Friday, December 22, 2006

Making decisions in a vacuum can alienate frontline staff

State won't reassign social work managers
Officials will ask workers for ideas
Yetter, Deborah. Louisville Courier-Journal, Feb. 24, 2006, pg. A1.

FRANKFORT, Ky. Pressure from social workers and lawmakers forced state officials to retreat yesterday from their plan to boost the number of social workers by reassigning managers and administrators.

Without new money to hire social workers, officials had said they had little choice but to pull from the ranks of supervisors.

But now they said they plan to meet with social workers to get their views on how to reduce Kentucky's growing child -abuse and neglect caseloads and better serve families in crisis.

"We are committed to listening to the staff," said Tom Emberton Jr., commissioner of the state's child welfare system.

Social workers said they were pleased with the new approach, but that more money is needed to care for the ever-growing number of children taken from their homes and placed under state supervision.

"I think that's a good idea as long as they are sincere and open and willing to listen to us," said Tricia Mack, a Jefferson County social worker.

"Things work pretty well, but they could work even better if we had more social workers and more money for our families," said Jessica Causey, another Jefferson County social worker.

The original plan to transfer more office staff into the field drew fire from workers and some lawmakers who said it would strip social workers of the experience and advice of supervisors.

Though officials still want to get more social workers in the field, Emberton said, officials will consult with workers on how to do so.

The goal is to reduce the average caseload per worker from 21 to 17 the level recommended by the agency that accredits Kentucky's child welfare system.

Rep.

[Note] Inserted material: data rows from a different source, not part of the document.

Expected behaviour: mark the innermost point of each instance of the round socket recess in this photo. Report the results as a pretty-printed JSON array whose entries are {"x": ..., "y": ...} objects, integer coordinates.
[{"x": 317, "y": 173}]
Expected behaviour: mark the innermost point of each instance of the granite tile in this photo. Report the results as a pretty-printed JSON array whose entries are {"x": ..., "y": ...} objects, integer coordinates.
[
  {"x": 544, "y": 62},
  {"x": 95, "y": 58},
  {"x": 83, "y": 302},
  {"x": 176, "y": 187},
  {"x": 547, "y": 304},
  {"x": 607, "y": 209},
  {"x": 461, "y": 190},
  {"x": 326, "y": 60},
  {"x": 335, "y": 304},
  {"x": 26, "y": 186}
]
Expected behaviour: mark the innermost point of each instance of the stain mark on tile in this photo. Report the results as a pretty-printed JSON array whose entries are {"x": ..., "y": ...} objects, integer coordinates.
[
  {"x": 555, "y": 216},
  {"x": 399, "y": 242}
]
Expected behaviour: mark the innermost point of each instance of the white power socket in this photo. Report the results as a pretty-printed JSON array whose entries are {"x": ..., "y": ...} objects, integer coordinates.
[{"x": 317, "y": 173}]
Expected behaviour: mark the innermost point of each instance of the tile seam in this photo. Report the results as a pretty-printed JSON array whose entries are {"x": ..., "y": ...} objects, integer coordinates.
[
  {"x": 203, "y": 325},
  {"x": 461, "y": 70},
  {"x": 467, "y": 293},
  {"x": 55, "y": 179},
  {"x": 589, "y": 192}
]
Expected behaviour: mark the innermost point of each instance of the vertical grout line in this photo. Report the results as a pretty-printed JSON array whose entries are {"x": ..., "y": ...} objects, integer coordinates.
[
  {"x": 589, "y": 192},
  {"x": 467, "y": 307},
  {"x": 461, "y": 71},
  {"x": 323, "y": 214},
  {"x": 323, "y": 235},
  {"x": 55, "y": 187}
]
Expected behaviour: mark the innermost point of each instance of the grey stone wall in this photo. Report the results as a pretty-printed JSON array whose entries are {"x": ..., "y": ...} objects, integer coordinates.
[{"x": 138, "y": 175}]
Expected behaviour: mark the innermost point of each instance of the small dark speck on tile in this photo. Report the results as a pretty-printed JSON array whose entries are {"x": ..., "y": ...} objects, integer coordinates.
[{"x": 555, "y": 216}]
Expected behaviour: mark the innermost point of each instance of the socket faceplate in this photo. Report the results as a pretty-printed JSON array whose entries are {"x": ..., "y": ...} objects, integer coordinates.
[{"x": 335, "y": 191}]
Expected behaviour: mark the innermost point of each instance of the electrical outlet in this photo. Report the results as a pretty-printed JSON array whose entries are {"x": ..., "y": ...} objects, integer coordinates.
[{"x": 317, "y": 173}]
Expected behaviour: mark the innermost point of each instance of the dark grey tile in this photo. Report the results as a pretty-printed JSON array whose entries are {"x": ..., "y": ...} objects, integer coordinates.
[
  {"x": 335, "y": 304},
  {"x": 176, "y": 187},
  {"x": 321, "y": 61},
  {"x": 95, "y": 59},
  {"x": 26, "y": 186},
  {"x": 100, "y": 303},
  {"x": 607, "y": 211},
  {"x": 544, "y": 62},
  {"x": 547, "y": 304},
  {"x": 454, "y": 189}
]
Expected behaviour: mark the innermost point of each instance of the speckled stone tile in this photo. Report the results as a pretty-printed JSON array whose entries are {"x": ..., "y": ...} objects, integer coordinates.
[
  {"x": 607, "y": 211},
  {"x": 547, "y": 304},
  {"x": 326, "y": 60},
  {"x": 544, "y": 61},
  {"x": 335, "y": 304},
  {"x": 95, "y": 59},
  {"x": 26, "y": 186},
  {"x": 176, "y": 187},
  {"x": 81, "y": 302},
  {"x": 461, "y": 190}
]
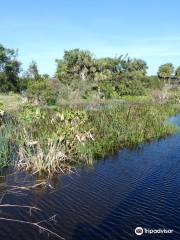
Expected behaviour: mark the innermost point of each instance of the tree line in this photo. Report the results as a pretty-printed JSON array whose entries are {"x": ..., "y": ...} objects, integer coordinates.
[{"x": 81, "y": 75}]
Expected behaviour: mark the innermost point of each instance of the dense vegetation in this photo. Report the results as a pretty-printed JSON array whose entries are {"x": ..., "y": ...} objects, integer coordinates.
[
  {"x": 91, "y": 107},
  {"x": 80, "y": 75}
]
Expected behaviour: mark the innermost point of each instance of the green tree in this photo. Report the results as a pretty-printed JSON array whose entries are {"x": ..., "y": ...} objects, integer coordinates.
[
  {"x": 177, "y": 72},
  {"x": 9, "y": 69},
  {"x": 76, "y": 64},
  {"x": 166, "y": 71}
]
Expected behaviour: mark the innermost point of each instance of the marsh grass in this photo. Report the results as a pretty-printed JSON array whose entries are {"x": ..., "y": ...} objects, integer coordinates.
[{"x": 59, "y": 139}]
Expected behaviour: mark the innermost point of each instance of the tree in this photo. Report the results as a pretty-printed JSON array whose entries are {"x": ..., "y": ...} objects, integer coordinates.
[
  {"x": 76, "y": 64},
  {"x": 33, "y": 71},
  {"x": 166, "y": 71},
  {"x": 177, "y": 72},
  {"x": 9, "y": 69}
]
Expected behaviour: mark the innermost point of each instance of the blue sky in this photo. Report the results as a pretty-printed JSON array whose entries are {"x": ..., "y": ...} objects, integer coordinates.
[{"x": 42, "y": 30}]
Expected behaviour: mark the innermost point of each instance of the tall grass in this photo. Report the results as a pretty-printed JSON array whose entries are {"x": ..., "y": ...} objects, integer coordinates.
[{"x": 55, "y": 140}]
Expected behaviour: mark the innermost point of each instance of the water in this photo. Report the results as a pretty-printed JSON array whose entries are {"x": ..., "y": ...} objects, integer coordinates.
[{"x": 130, "y": 189}]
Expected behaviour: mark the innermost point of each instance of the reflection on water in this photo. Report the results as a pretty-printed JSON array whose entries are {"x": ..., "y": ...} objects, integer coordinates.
[{"x": 132, "y": 188}]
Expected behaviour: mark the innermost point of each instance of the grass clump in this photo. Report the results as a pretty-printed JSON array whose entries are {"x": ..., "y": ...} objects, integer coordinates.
[{"x": 57, "y": 139}]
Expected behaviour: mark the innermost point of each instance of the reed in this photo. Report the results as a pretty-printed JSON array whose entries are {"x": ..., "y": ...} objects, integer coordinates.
[{"x": 59, "y": 139}]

Jimmie Lee, D-Elizabethtown, chairman of the House human services budget subcommittee, applauded the decision.

"That's what should have been done to start with," said Lee, who chaired a hearing Tuesday attended by about 45 social workers and others to protest the reorganization plan.

Emberton and Eugene Foster, an undersecretary with the Cabinet for Health and Family Services, attended the hearing at which social workers, foster parents and other spoke against the plan, saying it would hurt services.

In addition to cutting managers, the state proposed consolidating 16 service regions into four something that critics said would make regions too big and impossible to manage.

Foster said officials got the message that they need to talk to employees about any changes.

"We didn't communicate that well before and we want to communicate better," he said.

Charles Wells, executive director of the Kentucky Association of State Employees, met yesterday with state officials, who briefed him on the new approach.

"We told them if they came up with a plan that would make our social workers happy, we would buy into it," said Wells, whose association represents about 1,500 social workers.

Foster said his goal still is to reduce the average caseload to 17. And he said he hopes to implement a plan by June 16, although that deadline is not absolute.

"It's about getting it right, not getting it done by a certain date," he said.

Foster said he doesn't believe accreditation will be jeopardized if caseloads aren't reduced immediately. The private Council on Accreditation, based in New York, has indicated it is flexible and willing to work with the state as long as it shows it is working to improve services, he said.

"To me this has never been about accreditation," he said.

Cindy Cushman, a foster parent from Jefferson County, said what Kentucky's child welfare system most needs is more money.

"There are more and more kids going into the system," Cushman said. "You can't add more kids without adding money."

Gov. Ernie Fletcher proposed no new money to hire workers in his budget, although he has proposed nearly $30 million over the next two years to help pay for the growing number of children in foster care and other placements, such as residential centers.

Foster has said he doesn't expect to ask for additional money for social workers. He said yesterday he still hopes to come up with a plan within the department's existing resources.

Some workers say they are not opposed to reorganization and are willing to consider ways to operate more efficiently.

But they said officials need to remember they must supervise more than 7,000 children in the state's care, a job that includes frequent court appearances, and work to either reunite children with their families or terminate parents' rights and place the children for adoption.

"A lot of us feel they don't understand the complications our jobs entail," Mack said.